There is simply no way to make heat lamps completely safe regardless of the number of chains/clamps/tethers or guards used. Flying animals that are spooked can fly up into the 500°F bulb surface at any time as can feathers, pine shavings, straw, etc.
Fires like this occur every year in coops and barns due to heat lamps installed with the best of intentions. I've been tracking heat lamp fires on this Pinterest board for a couple of years now and these are only the stories that made it to media outlets- there are countless additional near misses and close calls when someone intervened before a tragedy occurred.
Regardless of where you come down on the issue of heating the chicken coop, please understand that a chicken's physiology is not the same as a person's. Our perception of how cold we would be in the coop at night is not the same as a chicken's perception of their own comfort level.
Chicken Physiology & Anatomy
Chickens are anatomically and physiologically very different from people and have unique attributes that allow them to regulate their body temperatures very well in cold weather. The average body temperature of a chicken ranges between 104°-107°F (daytime rectal temp is even higher at 105-109.4).
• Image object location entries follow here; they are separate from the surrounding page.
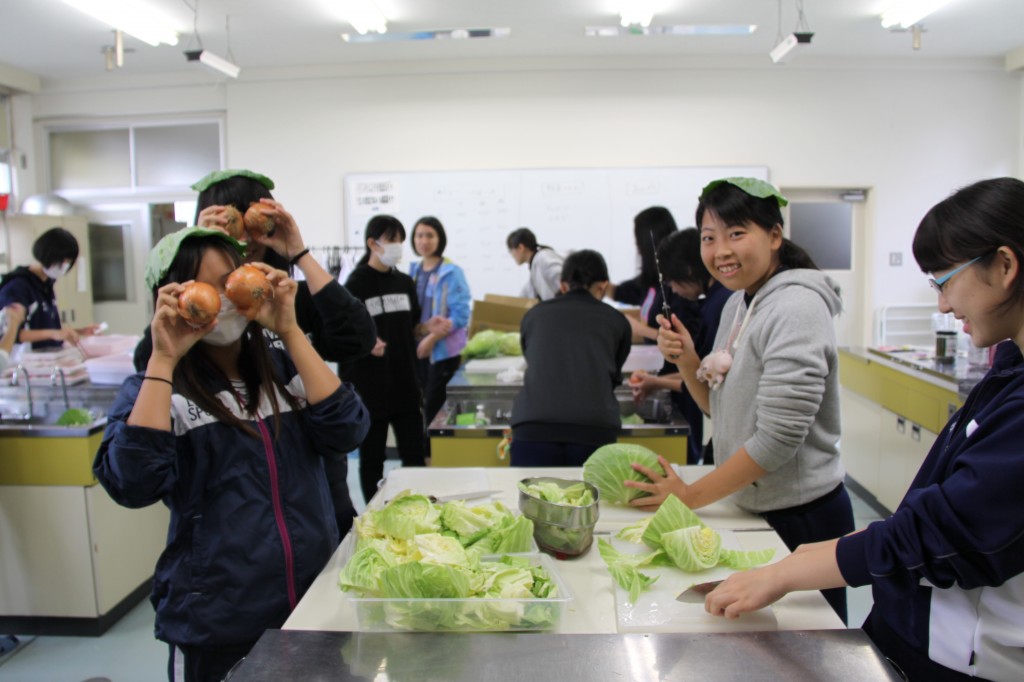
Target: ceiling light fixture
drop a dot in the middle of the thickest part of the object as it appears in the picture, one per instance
(214, 62)
(365, 16)
(135, 18)
(438, 34)
(636, 12)
(802, 35)
(678, 30)
(905, 13)
(208, 58)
Without interference from well-meaning caretakers, chickens will naturally acclimate to the changes in temperature from warm weather to cold over time. Additionally, chickens can increase their body temperatures by eating more in cold weather. Digestion creates internal heat, that heat radiates through the skin, which warms the air next to it and is then trapped against its body by feathers. Chickens are tiny, food-fueled furnaces wrapped in down coats!
Doc Brown is shown here keeping herself warm by fluffing out her
feathers to trap warm air next to her body.
IF you decide to add heat to the chicken coop in the winter,
please put safety first in choosing a heat source.
Radiant, flat panel heaters are a safe alternative to dangerous 250 watt heat lamps. With a zero clearance requirement, it can be mounted on the ceiling or wall without fire danger.
Another safer heat option to raise the temperatures inside the coop a few degrees is an oil filled radiator, BUT the inclination may be to heat the coop instead of just raising the temperatures a few degrees. That temptation should be resisted! The coop should not vary in temperature drastically from outside temps. These units would also need to be carefully monitored and vacuumed regularly due to the dust inherent to chicken coops.
Automatically regulate the use of electric heat sources such as a flat panel heater or cookie tin water heater by utilizing a device like the Thermo Cube TC3, which will turn the power on at 35°F and off at 45°F. (there are other models that turn on at 0, off at 10, on at 20, off at 30)
Plan for power failure. If you do not have a generator to power a heat source to the coop during a blackout, do not heat the coop at all. Chickens have died and will die as a result of sudden drops in temperature from a power outage when the coop is heated.